Notice how the sample paths of the sequential p-value are piecewise constant and the test correctly did not reject the null. Again, is this just luck? Let’s simulate a further 100 such experiments under the true null hypothesis.

sequential p-values from Optimizely sequential srm test — Sequential p-values from the ssrm-test on 100 accumulating sets of multinomial data simulated under the null hypothesis. Sequential p-value threshold at 0.1 (dashed black line). Null rejected when p-value falls below 0.1 (red dots).

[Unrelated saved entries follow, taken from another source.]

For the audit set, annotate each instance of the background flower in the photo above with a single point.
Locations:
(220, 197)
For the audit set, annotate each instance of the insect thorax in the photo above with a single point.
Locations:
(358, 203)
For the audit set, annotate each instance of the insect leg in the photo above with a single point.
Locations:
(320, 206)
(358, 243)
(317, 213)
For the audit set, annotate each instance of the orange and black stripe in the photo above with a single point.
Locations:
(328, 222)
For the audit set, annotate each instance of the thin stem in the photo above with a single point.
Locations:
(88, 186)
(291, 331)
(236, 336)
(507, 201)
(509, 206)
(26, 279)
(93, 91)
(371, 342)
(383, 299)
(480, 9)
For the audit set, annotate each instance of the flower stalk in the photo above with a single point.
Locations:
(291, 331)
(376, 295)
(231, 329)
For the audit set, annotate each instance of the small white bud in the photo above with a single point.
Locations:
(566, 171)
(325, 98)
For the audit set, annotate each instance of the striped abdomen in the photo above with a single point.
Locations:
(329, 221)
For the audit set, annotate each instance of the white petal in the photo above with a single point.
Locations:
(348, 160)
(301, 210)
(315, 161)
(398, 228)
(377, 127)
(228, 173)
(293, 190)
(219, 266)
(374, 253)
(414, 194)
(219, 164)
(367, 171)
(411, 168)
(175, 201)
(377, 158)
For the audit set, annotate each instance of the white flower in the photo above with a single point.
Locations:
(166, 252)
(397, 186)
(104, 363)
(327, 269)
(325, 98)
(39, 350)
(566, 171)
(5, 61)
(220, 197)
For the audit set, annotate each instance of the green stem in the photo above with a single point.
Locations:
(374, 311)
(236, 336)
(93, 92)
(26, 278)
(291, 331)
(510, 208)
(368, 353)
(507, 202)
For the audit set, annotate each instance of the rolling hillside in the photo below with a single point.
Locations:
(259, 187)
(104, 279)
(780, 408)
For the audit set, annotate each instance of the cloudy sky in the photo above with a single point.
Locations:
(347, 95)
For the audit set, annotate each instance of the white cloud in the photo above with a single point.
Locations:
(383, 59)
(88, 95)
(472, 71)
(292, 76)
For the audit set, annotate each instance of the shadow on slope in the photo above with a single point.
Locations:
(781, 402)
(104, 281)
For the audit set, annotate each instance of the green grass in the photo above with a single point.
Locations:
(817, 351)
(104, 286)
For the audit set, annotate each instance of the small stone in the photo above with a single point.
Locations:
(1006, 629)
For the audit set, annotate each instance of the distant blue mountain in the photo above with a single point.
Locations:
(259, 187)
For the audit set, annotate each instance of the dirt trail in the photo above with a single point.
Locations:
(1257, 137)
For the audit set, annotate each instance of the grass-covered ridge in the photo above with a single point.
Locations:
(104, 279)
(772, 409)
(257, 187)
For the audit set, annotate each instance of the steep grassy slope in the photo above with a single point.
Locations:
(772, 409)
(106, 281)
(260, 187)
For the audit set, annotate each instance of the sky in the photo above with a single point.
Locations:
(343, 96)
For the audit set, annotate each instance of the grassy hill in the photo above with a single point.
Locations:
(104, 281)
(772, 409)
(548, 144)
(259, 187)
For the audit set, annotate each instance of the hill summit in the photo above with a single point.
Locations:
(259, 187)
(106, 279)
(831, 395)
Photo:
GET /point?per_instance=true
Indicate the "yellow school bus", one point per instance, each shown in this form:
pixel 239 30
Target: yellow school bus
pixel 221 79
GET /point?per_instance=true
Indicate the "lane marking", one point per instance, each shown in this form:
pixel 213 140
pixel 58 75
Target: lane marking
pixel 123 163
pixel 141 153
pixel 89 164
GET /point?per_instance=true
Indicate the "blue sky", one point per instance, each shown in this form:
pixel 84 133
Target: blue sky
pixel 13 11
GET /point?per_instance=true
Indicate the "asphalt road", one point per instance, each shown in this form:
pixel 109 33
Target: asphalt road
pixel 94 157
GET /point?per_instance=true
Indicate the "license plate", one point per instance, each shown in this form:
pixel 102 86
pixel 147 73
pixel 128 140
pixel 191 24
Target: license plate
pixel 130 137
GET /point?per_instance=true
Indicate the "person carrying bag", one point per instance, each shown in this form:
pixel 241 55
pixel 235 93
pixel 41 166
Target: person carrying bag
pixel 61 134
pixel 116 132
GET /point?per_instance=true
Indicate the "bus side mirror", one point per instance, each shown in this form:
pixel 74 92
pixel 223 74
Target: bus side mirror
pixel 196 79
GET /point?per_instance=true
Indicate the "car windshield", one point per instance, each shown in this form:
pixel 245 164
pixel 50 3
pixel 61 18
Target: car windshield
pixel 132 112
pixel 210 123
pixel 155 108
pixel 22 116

Only 7 of the 100 experiments rejected the null, which is in line with what one should expect for a test configured at the 0.1 alpha level and data simulated under the null. Note that the probability of making a Type-I error using the ssrm-test is controlled no matter how many samples are collected, and no matter how many times it is used.

Rapid Detection of Errors

The previous simulations illustrated the behaviour of the ssrm-test when the null is correct and demonstrated control over Type-I errors. What about Type-II errors? Suppose there is an implementation error in the experiment setup and units are being received at the end of the pipeline with a different probability than the intended design. Let’s investigate this by simulating multinomial random variables with a slightly different assignment probability, specifically, [0.2, 0.2, 0.2, 0.1, 0.3] instead of being equiprobable.

Detecting sample ratio mismatches with Optimizely’s sequential srm test — Sequential p-values from the ssrm-test on 100 accumulating sets of multinomial data simulated under the alternative hypothesis. Sequential p-value threshold at 0.1 (dashed black line). Null rejected when p-value falls below 0.1 (red dots).

The ssrm-test resulted in zero Type-II errors in this simulation study, rejecting the null within the first few hundred datapoints. The value to the experimentation team is great, as this allows the implementation to be validated right at the beginning of the data collection, in contrast to the end.

Conclusion

In most experimentation teams the responsibility usually falls on the experimenter to manually perform an SRM check, rarely is it build as part of the platform. Arguably this validation should be performed automatically on every test.

Sequential tests, with their ability to be performed after every datapoint, are ideal methods for testing hypotheses about streaming data — exactly the type of data received from running online experiments.

It has been well established that SRMs are excellent signals of underlying implementation issues in randomized experiments. For this reason, SRM testing methodology has garnered a lot of attention (see papers by Yahoo, Linkedin, Microsoft and this blog post by Twitter). Existing methodologies have certain limitations, as described in this post, and so Optimizely has developed a new sequential statistical test that allows SRMs to be detected as soon as possible while still controlling Type-I error. The details can be found in our new whitepaper.